If false, the redacted artifact is delivered and immediately purged from server-side storage. Recommended for highly regulated workloads. Default true.

metadataobjectOptional

Free-form string:string map returned on the resulting object. Up to 20 keys.

Example, healthcare transcript, replace mode

bash
curl -X POST https://api.wordcab.com/v1/redact \\
  -H "Authorization: Bearer $WORDCAB_API_KEY" \\
  -H "Content-Type: application/json" \\
  -d '{
    "vertical": "healthcare",
    "mode": "replace",
    "entities": ["PERSON", "DATE_OF_BIRTH", "MEDICAL_RECORD", "BLOOD_TYPE"],
    "utterances": [
      {"speaker": 0, "start": 12.0, "end": 15.0, "text": "Can I get your date of birth?"},
      {"speaker": 1, "start": 16.0, "end": 19.0, "text": "Yes, it's March 4, 1981."},
      {"speaker": 1, "start": 20.0, "end": 24.0, "text": "My MRN is 7748321, blood type a+."}
    ]
  }'

Example, finance, pseudonymize mode, async via webhook

bash
curl -X POST https://api.wordcab.com/v1/redact \\
  -H "Authorization: Bearer $WORDCAB_API_KEY" \\
  -H "Content-Type: application/json" \\
  -d '{
    "transcript_id": "transcript_abc123",
    "vertical": "finance",
    "mode": "pseudonymize",
    "store": false,
    "webhook_url": "https://your.app/webhooks/wordcab/redact",
    "custom_entities": ["INTERNAL_TICKET_ID"]
  }'

Response

Synchronous inline jobs return a redaction object directly. Asynchronous jobs return {"id": "redact_...", "status": "queued"} and dispatch redaction.completed to your webhook when ready.

Retrieve a redaction

GET/v1/redact/{redaction_id}

Returns the full redaction object. Useful when you missed a webhook delivery or are reconciling state.

List redactions

GET/v1/redact

Query parameters: limit, cursor, status, vertical, created_after, created_before.

Delete a redaction

DELETE/v1/redact/{redaction_id}

Hard-deletes the redaction record. 204 on success. Deletions are permanent. If store=false was set at create time, the record was already purged on delivery.

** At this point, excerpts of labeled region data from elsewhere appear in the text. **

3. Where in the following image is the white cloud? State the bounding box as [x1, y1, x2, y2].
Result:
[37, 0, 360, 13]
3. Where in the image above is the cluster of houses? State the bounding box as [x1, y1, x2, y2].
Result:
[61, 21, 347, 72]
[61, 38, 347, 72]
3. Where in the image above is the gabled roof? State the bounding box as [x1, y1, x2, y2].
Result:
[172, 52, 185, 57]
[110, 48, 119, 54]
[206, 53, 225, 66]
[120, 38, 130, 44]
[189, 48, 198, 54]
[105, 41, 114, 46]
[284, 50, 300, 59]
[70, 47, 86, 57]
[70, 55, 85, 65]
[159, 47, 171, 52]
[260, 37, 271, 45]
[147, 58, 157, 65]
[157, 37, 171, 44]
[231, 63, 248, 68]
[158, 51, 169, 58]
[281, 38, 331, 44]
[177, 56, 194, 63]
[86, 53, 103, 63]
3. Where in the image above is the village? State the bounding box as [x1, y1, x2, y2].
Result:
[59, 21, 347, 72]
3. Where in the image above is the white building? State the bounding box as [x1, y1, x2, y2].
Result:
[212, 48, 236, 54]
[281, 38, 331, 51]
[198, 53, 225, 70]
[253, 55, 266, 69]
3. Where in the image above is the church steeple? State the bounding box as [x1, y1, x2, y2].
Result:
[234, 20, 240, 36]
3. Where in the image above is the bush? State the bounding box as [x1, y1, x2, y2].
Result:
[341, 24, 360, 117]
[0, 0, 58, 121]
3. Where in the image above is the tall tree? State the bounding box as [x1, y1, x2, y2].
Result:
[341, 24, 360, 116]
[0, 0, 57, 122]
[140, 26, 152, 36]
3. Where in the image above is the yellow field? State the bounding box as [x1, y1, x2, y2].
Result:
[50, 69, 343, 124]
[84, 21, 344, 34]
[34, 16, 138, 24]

Inline redaction inside a transcription job

If you only want redaction as a side-effect of transcription, you do not need this endpoint at all. Pass redact: ["pii", "phi", "pci"] on the Transcripts API request, the same model runs inside the transcript pipeline and the redacted spans appear on the resulting transcript object. Use /v1/redact when you need vertical-specific tuning, custom entities, or to redact text that did not originate from Wordcab transcription.